American baseball player (1905–1988)

Robert George Weiland (December 14, 1905 – November 9, 1988) was a professional baseball pitcher in the Major Leagues from 1928 to 1940. He played for the Chicago White Sox, Boston Red Sox, Cleveland Indians, St. Louis Browns, and St. Louis Cardinals.

==Biography==
Weiland was born on December 14, 1905, on Chicago's South Side to Christ and Mathilda Weiland and he also had an older sister. In his professional career, he was listed at 6 ft 4 in tall and weighing 215 lb. He attended Lowell School for the first eight years and then went to Lane Tech High School for the next four years in Chicago.

Unfortunately, he played for two unsuccessful teams in the American League for the first six and a half years in the majors, pitching for the White Sox and Red Sox from 1928 to 1934 and putting up a combined record of 20–50. Then he moved from to the Indians in the mid of 1934, it still took some time for him and then he was 1–5 for the balance of the year.

There may not have been any better chances of finishing with a lot of money with the Red Sox due to the team finishing in eighth again in 1932. Weiland's ERA of 4.51 was distinctly better than the team's own 5.02. Weiland began to have issues with throwing the ball over the plate, walking 97 while only striking out 63 and putting up a walks and hits per inning pitched of 1.676.

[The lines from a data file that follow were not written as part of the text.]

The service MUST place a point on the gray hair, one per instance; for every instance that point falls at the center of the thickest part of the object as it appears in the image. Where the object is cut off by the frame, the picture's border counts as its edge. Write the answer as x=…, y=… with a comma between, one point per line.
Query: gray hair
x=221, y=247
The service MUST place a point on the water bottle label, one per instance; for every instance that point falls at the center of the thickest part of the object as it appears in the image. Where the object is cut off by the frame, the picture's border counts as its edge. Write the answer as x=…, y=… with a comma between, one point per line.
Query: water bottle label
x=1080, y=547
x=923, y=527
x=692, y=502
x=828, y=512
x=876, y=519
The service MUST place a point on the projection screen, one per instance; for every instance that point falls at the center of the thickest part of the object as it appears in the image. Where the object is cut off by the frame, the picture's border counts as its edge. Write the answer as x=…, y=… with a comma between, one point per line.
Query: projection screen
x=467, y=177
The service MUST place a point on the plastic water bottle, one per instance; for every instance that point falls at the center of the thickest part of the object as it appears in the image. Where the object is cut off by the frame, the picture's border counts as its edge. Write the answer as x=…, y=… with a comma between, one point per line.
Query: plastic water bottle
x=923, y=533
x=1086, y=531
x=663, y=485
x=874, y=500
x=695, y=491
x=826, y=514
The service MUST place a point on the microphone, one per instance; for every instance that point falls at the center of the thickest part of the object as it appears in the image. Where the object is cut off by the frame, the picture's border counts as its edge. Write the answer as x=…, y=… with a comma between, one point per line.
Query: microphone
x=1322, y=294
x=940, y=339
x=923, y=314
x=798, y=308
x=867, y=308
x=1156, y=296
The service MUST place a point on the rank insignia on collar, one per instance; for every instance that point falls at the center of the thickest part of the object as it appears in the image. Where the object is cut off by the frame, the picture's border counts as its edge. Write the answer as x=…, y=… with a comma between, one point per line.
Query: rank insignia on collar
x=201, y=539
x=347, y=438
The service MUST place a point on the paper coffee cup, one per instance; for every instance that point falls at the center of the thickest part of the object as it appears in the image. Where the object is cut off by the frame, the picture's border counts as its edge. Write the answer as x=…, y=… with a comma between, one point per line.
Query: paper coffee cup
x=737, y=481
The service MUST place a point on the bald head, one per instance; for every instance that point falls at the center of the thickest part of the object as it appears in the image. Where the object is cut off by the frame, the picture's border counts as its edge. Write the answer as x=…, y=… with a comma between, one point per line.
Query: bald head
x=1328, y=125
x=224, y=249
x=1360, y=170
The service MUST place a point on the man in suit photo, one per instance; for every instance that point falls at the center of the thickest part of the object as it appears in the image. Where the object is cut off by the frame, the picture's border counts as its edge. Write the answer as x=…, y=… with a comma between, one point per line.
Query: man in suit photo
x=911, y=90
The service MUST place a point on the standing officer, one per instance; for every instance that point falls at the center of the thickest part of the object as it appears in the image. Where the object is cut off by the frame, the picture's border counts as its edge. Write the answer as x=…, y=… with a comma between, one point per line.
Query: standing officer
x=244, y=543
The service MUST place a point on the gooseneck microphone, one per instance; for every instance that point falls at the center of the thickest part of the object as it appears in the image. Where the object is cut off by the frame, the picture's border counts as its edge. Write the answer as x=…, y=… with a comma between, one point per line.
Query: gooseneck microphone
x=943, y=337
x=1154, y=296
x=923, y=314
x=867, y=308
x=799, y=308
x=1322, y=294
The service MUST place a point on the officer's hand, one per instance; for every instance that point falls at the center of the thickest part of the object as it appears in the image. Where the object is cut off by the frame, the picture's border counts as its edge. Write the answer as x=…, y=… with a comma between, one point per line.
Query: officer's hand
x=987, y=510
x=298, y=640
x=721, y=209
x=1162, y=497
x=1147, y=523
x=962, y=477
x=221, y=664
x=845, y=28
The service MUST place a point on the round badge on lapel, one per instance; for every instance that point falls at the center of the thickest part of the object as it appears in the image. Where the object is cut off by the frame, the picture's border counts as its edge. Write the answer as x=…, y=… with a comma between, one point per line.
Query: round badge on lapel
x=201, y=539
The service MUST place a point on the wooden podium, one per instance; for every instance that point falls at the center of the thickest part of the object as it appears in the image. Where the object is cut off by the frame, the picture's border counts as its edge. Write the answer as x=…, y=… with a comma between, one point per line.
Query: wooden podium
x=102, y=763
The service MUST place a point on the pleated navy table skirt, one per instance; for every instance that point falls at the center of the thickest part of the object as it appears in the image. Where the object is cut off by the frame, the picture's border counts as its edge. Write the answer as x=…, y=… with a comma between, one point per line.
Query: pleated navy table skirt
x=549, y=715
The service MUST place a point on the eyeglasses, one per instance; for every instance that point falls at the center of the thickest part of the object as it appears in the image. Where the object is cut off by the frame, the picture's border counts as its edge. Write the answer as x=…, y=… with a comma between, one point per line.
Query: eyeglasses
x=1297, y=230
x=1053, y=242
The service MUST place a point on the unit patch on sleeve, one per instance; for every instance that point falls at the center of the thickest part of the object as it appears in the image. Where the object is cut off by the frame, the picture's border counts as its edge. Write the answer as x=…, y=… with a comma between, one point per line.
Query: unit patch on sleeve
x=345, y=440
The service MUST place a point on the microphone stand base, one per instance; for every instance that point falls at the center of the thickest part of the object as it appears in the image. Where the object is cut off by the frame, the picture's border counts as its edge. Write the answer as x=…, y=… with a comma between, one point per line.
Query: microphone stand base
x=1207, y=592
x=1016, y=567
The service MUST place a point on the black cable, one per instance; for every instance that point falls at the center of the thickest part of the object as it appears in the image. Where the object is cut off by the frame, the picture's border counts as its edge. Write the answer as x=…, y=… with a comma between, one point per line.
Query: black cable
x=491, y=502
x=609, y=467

Weiland improved walks and hits per inning to 1.373 and the team then finished seventh. He started with a 1–5 record for the Red Sox in 1934, but then was bought by the Cleveland Indians. His pitching improved, but also put up a 1–5 record for Cleveland causing it to be 2–10 on the season. Then in November for ten grand, he was sent to the St. Louis Browns where he did not pitch that much either, spending most of his time in the minor leagues.

Weiland's was then sent to the St. Louis Cardinals in 1937 and improved again, going 15–14 and 16–11. This could be due because he was on a much better team, but his ERA decreased a large amount, too.

Weiland's final major league game came on April 26, 1940. He played for five teams in total: Chicago White Sox, Boston Red Sox, Cleveland Indians, St. Louis Browns, and the St. Louis Cardinals. He died of a stroke and congestive heart failure on November 9, 1988, in Chicago.